Família acusa hospital de esquecer pinça cirúrgica em paciente que morreu na véspera de Natal

O fim de ano da família Cardoso de Brito foi marcado pela dor e pela indignação. Manuel Cardoso de Brito, de 68 anos, morreu no dia 24 de dezembro, véspera de Natal, após complicações decorrentes de duas cirurgias realizadas no Hospital Municipal de João Pinheiro, no Noroeste de Minas Gerais. A família acusa a unidade de saúde de ter esquecido uma pinça cirúrgica dentro do corpo do paciente durante a primeira operação, o que teria provocado a necessidade de uma segunda intervenção.

A Secretaria Municipal de Saúde confirmou, por meio de nota pública divulgada pela Prefeitura de João Pinheiro, que houve a retirada de um corpo estranho do paciente e informou que o caso está sendo apurado.

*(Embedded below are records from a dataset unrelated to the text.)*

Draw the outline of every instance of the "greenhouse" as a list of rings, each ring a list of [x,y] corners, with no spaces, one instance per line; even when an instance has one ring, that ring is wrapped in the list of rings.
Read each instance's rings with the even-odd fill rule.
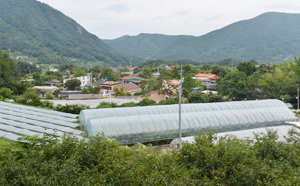
[[[267,106],[274,105],[269,107],[263,107],[261,101],[257,101],[259,103],[257,106],[253,102],[251,104],[246,101],[239,103],[241,104],[235,102],[233,104],[235,107],[230,104],[224,104],[226,106],[214,103],[203,104],[203,107],[198,106],[198,112],[193,112],[192,109],[189,110],[186,107],[186,112],[182,113],[182,136],[193,136],[200,130],[204,132],[209,129],[216,132],[237,131],[282,125],[287,121],[297,120],[295,114],[281,101],[265,101]],[[204,111],[203,108],[208,111]],[[136,113],[139,113],[140,107],[135,109]],[[114,109],[111,110],[114,112]],[[178,113],[148,113],[147,115],[92,119],[87,122],[86,129],[91,136],[103,132],[105,136],[119,140],[123,144],[133,144],[177,138],[178,123]]]
[[[254,133],[260,134],[264,133],[267,134],[268,130],[277,131],[278,139],[277,141],[285,142],[285,136],[288,136],[288,132],[294,129],[297,132],[300,132],[300,130],[292,125],[282,125],[282,126],[275,126],[275,127],[265,127],[265,128],[256,128],[256,129],[250,129],[250,130],[241,130],[241,131],[233,131],[233,132],[221,132],[217,133],[218,139],[221,137],[226,137],[228,135],[234,136],[238,139],[242,140],[254,140]],[[195,143],[195,136],[189,136],[185,138],[181,138],[182,143]],[[180,139],[176,138],[171,141],[170,145],[178,145],[180,143]]]
[[[256,101],[235,101],[222,103],[197,103],[197,104],[182,104],[182,113],[190,112],[209,112],[223,110],[241,110],[255,108],[274,108],[286,107],[286,105],[276,99],[272,100],[256,100]],[[103,108],[82,110],[79,115],[81,124],[86,128],[89,120],[109,118],[109,117],[124,117],[138,115],[158,115],[178,113],[178,105],[159,105],[145,107],[126,107],[126,108]],[[178,117],[177,117],[178,118]]]
[[[48,133],[62,137],[72,133],[82,139],[83,132],[75,129],[79,124],[73,123],[76,116],[0,101],[0,137],[16,141],[23,135],[41,137]]]

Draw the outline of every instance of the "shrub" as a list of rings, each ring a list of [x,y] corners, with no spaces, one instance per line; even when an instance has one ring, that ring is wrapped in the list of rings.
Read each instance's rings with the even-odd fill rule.
[[[123,103],[120,107],[136,107],[136,106],[138,106],[136,103],[129,102],[129,103]]]
[[[132,96],[130,92],[126,92],[125,96]]]
[[[144,93],[143,91],[139,91],[139,92],[135,92],[134,95],[139,96],[139,95],[142,95],[143,93]]]
[[[138,106],[148,106],[148,105],[156,105],[156,101],[149,98],[144,98],[142,101],[138,103]]]
[[[2,100],[4,101],[6,98],[11,98],[14,91],[12,91],[10,88],[2,87],[0,89],[0,96]]]
[[[87,105],[57,105],[54,109],[60,112],[66,112],[71,114],[79,114],[81,110],[89,109],[90,107]]]
[[[41,107],[48,107],[48,108],[53,108],[53,103],[50,101],[41,101],[40,102]]]
[[[101,102],[97,108],[115,108],[119,107],[116,103],[114,102]]]
[[[24,92],[23,98],[27,100],[26,104],[39,106],[41,98],[35,89],[28,89]]]
[[[52,96],[51,94],[46,94],[46,99],[53,99],[54,96]]]

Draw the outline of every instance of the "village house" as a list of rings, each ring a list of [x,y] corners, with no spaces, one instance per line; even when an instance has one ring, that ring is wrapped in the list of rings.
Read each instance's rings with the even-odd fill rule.
[[[202,84],[215,83],[216,79],[219,78],[216,74],[211,73],[198,73],[193,79],[201,81]]]

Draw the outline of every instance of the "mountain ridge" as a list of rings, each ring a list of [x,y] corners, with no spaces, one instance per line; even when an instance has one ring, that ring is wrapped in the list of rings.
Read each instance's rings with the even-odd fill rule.
[[[38,58],[40,63],[69,63],[75,58],[111,66],[139,63],[89,33],[72,18],[36,0],[0,1],[0,47]]]
[[[137,36],[124,35],[116,39],[104,39],[103,41],[124,54],[149,59],[150,56],[159,52],[167,44],[180,38],[190,37],[195,36],[140,33]]]
[[[266,12],[251,19],[234,22],[201,36],[176,38],[174,41],[160,46],[159,50],[152,51],[152,55],[147,58],[191,59],[201,62],[217,62],[226,58],[235,58],[239,61],[256,59],[261,63],[281,63],[300,54],[299,35],[300,14]],[[125,54],[130,52],[131,55],[138,55],[133,53],[136,45],[132,47],[132,44],[125,42],[129,37],[138,36],[122,36],[120,38],[123,43],[120,43],[120,38],[117,38],[114,40],[114,45],[107,40],[105,42]],[[152,34],[152,37],[154,36],[156,35]],[[161,36],[166,37],[168,35],[161,34]],[[147,38],[145,40],[145,43],[149,43]],[[152,41],[152,44],[155,45],[155,42]],[[118,48],[125,48],[124,46],[126,50]],[[143,47],[139,49],[142,50]],[[139,52],[143,53],[143,51]]]

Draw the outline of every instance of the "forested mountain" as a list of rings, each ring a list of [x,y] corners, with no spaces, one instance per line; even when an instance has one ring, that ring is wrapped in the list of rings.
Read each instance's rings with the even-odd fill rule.
[[[137,36],[122,36],[117,39],[103,40],[118,51],[149,59],[166,45],[181,38],[192,38],[194,36],[178,35],[170,36],[163,34],[139,34]]]
[[[0,1],[0,48],[40,63],[98,61],[112,66],[141,59],[119,53],[73,19],[36,0]]]
[[[153,57],[201,62],[236,58],[240,61],[283,62],[300,53],[300,14],[269,12],[239,21],[196,38],[182,38]]]

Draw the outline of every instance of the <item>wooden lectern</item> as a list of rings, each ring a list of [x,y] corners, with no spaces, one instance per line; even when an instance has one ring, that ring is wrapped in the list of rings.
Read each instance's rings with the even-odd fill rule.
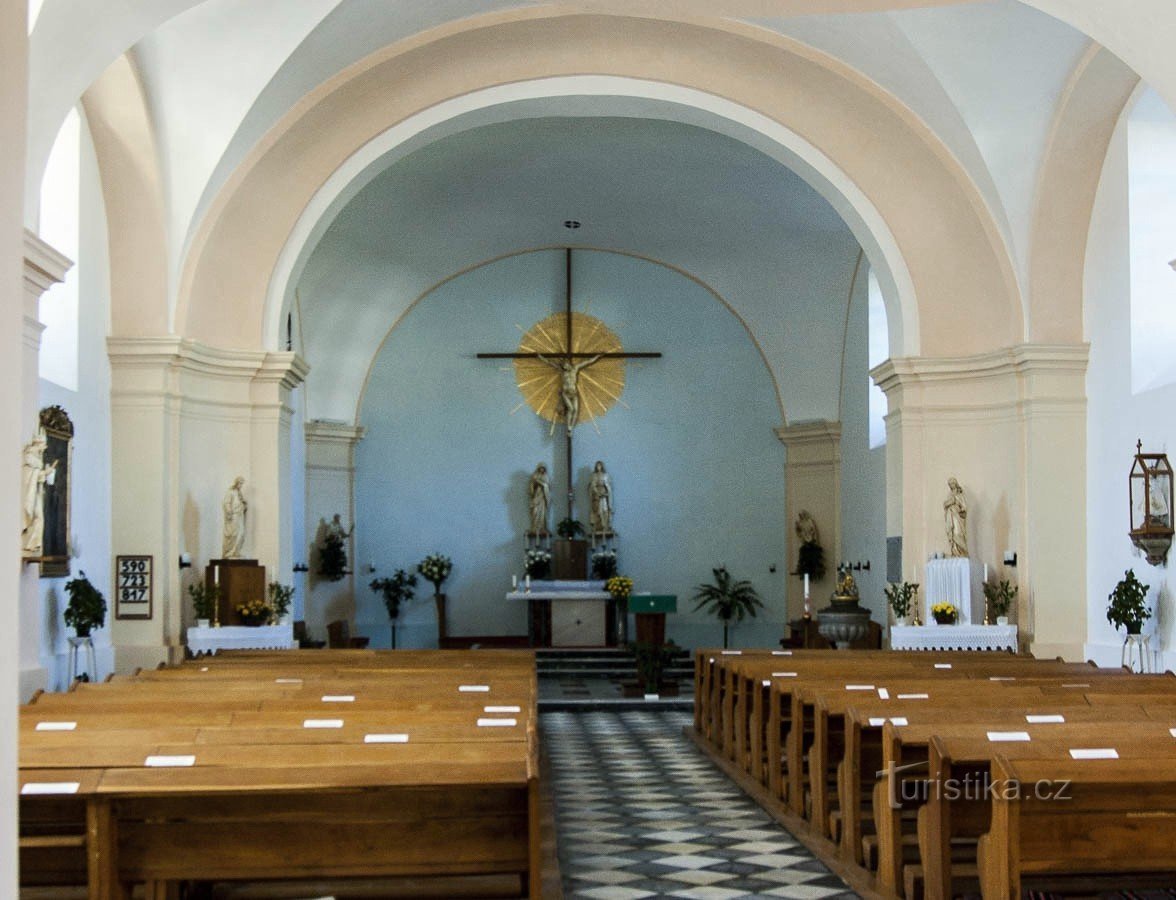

Manuel dedicou 26 anos de sua vida ao serviço público municipal, atuando como gari. Conhecido pela rotina disciplinada, acordava diariamente às quatro da manhã para trabalhar. Amigos e familiares o descrevem como um homem honesto, trabalhador e o principal alicerce da família.

“Meu pai era tudo. Era o nosso esteio. Tudo o que sou devo a ele”, afirmou emocionado o filho, o serralheiro Samuel Cardoso Rezende de Brito, de 31 anos. Segundo ele, Manuel sempre enfrentou as dificuldades com dignidade e caráter. Há cerca de cinco anos, após sofrer um Acidente Vascular Cerebral (AVC), precisou se aposentar, mas permaneceu próximo da família.

A esposa de Manuel, de 51 anos, está profundamente abalada com a perda. Samuel assumiu a responsabilidade de cuidar da mãe e da irmã, que também apresentam problemas de saúde. “Ele era fechado, mas era um homem de fibra. Sempre ouviu e fez de tudo para resolver os problemas da família. Era a nossa vida”, disse o filho.

Internação e segunda cirurgia

Conforme o Boletim de Ocorrência (BO), Manuel foi internado no dia 5 de dezembro e submetido a uma cirurgia de urgência após diagnóstico de úlcera gástrica. A equipe médica informou à família que o procedimento havia ocorrido normalmente. O paciente permaneceu dois dias na Unidade de Terapia Intensiva (UTI) e, posteriormente, foi transferido para o quarto.

Durante as visitas, Samuel percebeu que o pai apresentava dificuldade para se alimentar, além de sinais de dor e sonolência excessiva, relato confirmado pela cuidadora. Diante do quadro, a família solicitou esclarecimentos médicos.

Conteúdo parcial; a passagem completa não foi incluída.